Member of the Washington House of Representatives from the 32nd district
- In office 1943 (appointed) – January 13, 1947 Serving with Richard H. Murphy
- Preceded by: Jurie B. Smith
- Succeeded by: Wesley R. Eldridge Agnes M. Gehrman

Personal details
- Born: April 22, 1886 Des Moines, Iowa, U.S.
- Died: April 25, 1962 (aged 76) Seattle, Washington, U.S.
- Party: Democratic
- Spouse: Jurie B. Smith
- Occupation: Senior Clerk

= Nettie Smith =

Washington State politician

Nettie Luella Smith (née Purinton; April 22, 1886 – April 25, 1962) was an American politician who served as a member of the Washington House of Representatives from 1943 to 1947. She represented Washington's 32nd legislative district as a Democrat.
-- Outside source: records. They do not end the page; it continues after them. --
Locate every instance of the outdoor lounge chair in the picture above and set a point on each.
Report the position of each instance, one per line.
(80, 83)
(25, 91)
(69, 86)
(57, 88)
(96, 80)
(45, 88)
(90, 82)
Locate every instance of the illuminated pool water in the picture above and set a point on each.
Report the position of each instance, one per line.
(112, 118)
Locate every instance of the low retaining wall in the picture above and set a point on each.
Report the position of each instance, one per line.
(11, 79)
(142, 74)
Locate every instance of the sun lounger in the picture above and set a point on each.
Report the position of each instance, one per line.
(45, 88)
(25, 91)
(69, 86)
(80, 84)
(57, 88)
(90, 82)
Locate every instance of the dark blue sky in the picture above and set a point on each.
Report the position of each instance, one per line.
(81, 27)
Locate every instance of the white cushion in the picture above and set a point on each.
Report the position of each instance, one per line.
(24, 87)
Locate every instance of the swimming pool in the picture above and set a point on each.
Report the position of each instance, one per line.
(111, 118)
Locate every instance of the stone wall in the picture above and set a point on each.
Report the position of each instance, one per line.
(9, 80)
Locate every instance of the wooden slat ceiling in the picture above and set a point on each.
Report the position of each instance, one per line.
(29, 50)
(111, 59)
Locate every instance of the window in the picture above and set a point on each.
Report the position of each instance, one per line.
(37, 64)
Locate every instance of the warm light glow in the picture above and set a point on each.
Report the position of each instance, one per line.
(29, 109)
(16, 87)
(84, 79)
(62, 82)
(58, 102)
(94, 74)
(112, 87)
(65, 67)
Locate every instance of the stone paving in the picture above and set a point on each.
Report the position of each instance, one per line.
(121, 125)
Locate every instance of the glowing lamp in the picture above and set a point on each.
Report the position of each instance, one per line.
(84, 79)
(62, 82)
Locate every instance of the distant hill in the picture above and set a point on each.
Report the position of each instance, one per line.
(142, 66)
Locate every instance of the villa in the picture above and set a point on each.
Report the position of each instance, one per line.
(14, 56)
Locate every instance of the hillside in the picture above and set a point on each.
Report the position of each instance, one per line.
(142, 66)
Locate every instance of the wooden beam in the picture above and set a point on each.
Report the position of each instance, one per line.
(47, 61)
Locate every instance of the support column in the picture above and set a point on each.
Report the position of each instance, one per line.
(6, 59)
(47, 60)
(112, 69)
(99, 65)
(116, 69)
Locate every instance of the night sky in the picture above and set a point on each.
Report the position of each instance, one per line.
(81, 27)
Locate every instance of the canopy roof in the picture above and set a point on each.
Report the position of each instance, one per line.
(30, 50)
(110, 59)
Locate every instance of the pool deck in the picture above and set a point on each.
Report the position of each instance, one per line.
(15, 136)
Born in Iowa, she moved to Seattle in 1926 and had five sons and a daughter. She was initially appointed to serve out the unexpired term of her husband Jurie B. Smith after his death just after the November 1942 general election; she then won reelection in 1944. Jurie had served in the legislature since 1932 and had been the leader of the progressive wing of the Democratic Party. She was affiliated with the Order of the Eastern Star.

Her grandson was "The Frugal Gourmet" Jeff Smith.